Map: Demonstrations in the heart of Cairo
The channel, which the Egyptian authorities accuse of favouring the protesters, also said its equipment have been stolen and destroyed and its broadcast signal disrupted across the Arab world.
CPJ said on Wednesday that violence against journalists was part of a series of deliberate attacks and called on the Egyptian military to provide protection for reporters.
For her part, Hillary Clinton, the US secretary of state, condemned "in the strongest terms" the pro-government mobs that beat, threatened and intimidated reporters in Cairo.
Attacks as well on peaceful demonstrators, human rights activists, foreigners and diplomats were "unacceptable under any circumstances", she said.
"There is a clear responsibility by the Egyptian government, including the army, to protect those threatened and to hold accountable those responsible for these attacks," Clinton said
Shahira Amin, a senior journalist at Nile Television, a government-owned network, walked out on Wednesday in anger that state TV was not broadcasting enough of the protests and clashes in Tahrir Square.
Though less numerous than earlier in the week, there were demonstrations on Thursday in Suez and Ismailia, industrial cities where inflation and unemployment have kindled the sort of dissent that hit Tunisia and which some believe could ripple in a domino effect across other Arab police states.

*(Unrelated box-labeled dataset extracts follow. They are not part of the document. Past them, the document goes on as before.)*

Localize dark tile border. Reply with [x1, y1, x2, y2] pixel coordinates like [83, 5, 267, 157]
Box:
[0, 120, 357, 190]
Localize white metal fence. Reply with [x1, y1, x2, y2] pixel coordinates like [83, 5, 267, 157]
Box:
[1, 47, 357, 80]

There were also protests in the port city of Alexandria.
Oil prices have climbed on fears the unrest could spread to affect Saudi Arabia or interfere with oil supplies from the Red Sea to the Mediterranean Sea through the Suez Canal.
Brent crude rose above $103 a barrel on Thursday.
As the security situation in Cairo deteriorates, governments and companies are chartering evacuation flights. Between 10,000 and 13,000 passengers fled the city on Wednesday aboard around 95 flights.